By IANS,
Bangalore, Nov 8 (IANS) Chandrayaan-1, India’s first unmanned mission to moon, has travelled more than 380,000 km in 12 days after its launch from Sriharikota in Andhra Pradesh Oct 22 to enter the lunar orbit Saturday.
Soon after the launch at 6.22 a.m. on Oct 22, the spacecraft carrying 11 scientific payloads was put in an orbit of 22,860 km apogee (farthest point to the earth) and 225 km perigee (nearest point to the earth).
This is how Chandrayaan reached the lunar orbit:
Oct 23, first orbit raising exercise: apogee 37,900 km, perigee 305 km, 11 hours to go around the earth.
Oct 25: apogee 74,715 km, perigee 336 km. 25 and a half hours to orbit the earth.
Oct 26: apogee 164,600 km, perigee 348 km. Enters Deep Space. Takes 73 hours to go around the earth.

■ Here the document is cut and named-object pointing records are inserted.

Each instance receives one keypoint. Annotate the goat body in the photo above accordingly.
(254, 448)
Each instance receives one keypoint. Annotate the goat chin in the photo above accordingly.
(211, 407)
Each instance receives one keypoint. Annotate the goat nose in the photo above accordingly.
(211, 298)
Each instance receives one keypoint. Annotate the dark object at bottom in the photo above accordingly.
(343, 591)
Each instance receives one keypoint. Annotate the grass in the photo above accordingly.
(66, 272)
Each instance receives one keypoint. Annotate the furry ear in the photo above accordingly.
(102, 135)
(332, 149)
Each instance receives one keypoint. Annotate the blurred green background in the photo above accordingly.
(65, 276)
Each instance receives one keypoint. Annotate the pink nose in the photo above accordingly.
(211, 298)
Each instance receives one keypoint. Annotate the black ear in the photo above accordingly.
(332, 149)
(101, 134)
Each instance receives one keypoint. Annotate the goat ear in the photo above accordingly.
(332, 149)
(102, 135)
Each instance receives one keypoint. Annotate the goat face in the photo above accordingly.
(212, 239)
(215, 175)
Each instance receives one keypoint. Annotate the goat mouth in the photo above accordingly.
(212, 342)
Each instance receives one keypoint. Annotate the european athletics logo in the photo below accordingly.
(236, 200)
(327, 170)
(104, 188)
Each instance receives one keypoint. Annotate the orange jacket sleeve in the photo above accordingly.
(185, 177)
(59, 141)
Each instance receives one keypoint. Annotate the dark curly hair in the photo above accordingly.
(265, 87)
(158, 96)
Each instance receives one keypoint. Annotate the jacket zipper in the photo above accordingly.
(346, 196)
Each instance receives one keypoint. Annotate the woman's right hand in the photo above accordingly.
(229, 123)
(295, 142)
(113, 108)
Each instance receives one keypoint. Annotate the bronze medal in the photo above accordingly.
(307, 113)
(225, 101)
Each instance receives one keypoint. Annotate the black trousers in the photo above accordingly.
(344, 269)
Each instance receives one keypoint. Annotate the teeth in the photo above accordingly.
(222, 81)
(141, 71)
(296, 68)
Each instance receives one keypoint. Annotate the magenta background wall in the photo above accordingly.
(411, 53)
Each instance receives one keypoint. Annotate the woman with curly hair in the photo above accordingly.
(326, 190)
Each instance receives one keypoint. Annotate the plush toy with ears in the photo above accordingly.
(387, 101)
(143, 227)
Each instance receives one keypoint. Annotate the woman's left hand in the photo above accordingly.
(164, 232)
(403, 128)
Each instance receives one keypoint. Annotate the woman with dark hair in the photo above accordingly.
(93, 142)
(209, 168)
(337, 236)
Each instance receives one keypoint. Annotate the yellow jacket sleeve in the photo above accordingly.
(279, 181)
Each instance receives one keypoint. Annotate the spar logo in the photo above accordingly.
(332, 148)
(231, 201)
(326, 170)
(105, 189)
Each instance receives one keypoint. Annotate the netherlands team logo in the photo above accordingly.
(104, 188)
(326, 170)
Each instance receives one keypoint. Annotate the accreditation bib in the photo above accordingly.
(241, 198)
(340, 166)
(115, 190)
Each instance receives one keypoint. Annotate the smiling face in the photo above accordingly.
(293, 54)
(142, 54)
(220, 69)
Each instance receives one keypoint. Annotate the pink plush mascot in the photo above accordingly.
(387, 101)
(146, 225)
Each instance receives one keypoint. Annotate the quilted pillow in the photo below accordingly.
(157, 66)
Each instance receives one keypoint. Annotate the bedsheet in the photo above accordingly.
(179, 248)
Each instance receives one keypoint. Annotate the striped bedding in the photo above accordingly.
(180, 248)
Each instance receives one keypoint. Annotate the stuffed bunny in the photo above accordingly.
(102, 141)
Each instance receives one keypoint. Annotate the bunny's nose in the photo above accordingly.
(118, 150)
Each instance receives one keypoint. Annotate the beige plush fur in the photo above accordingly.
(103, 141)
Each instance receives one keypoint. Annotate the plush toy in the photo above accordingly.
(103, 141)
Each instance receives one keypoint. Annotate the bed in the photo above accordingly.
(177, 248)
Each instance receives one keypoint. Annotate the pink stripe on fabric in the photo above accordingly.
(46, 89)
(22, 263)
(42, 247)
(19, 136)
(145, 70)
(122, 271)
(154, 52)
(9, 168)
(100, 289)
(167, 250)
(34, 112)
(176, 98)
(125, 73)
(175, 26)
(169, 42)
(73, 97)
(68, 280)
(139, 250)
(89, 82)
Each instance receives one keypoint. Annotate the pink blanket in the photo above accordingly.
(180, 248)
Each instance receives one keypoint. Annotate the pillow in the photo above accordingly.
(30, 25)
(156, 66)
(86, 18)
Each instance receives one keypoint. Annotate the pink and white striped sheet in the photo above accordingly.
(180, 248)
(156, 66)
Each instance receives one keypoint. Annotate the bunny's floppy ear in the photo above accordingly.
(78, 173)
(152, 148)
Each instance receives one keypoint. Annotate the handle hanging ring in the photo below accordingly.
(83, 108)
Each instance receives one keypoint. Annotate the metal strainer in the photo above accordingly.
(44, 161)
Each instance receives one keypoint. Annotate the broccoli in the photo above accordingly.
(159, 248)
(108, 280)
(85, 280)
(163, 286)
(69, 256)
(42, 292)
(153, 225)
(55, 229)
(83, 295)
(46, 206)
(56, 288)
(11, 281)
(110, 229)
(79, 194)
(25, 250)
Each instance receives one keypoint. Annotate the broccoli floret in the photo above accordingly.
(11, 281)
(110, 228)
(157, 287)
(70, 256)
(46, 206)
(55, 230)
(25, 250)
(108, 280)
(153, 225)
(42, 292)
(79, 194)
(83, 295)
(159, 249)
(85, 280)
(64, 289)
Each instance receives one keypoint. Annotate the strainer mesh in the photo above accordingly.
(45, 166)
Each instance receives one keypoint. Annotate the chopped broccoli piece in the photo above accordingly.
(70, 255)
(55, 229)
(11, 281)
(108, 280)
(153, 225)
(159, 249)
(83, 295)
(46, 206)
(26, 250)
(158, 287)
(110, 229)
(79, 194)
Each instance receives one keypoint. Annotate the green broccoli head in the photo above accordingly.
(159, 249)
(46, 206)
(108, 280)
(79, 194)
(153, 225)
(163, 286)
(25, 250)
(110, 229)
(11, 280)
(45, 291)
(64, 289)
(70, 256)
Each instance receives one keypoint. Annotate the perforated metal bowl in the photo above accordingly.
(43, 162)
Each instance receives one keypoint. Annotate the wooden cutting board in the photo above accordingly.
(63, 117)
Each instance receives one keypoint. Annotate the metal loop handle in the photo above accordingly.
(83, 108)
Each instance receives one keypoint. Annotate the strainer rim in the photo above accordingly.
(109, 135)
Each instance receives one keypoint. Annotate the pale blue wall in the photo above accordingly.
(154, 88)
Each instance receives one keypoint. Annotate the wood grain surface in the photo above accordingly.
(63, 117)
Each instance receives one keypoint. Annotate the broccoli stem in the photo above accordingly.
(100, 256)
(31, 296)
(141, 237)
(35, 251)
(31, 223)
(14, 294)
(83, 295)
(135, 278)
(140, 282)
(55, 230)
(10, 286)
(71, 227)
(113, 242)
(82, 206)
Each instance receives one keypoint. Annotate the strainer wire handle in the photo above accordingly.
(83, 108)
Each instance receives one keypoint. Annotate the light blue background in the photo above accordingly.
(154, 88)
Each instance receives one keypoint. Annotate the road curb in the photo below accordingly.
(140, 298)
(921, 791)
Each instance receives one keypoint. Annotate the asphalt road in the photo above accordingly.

Oct 29: apogee 267,000 km, perigee 465 km. Six days to orbit the earth.
Oct 29: The terrain mapping camera successfully tested. First pictures of northern coast of Australia from a height of 9,000 km and of southern coast from a height of 70,000 km. ISRO says “excellent imagery”.
Nov 4: Moves 380,000 km from earth, just around 4,000 km from moon.
Nov 8: Chandrayaan-1 successfully enters lunar orbit at around 5.15 p.m. and India becomes joins select club of six to send a spacecraft to the moon. The others are the US, former Soviet Union, Japan and China and the European Space Agency (ESA), a consortium of 17 countries.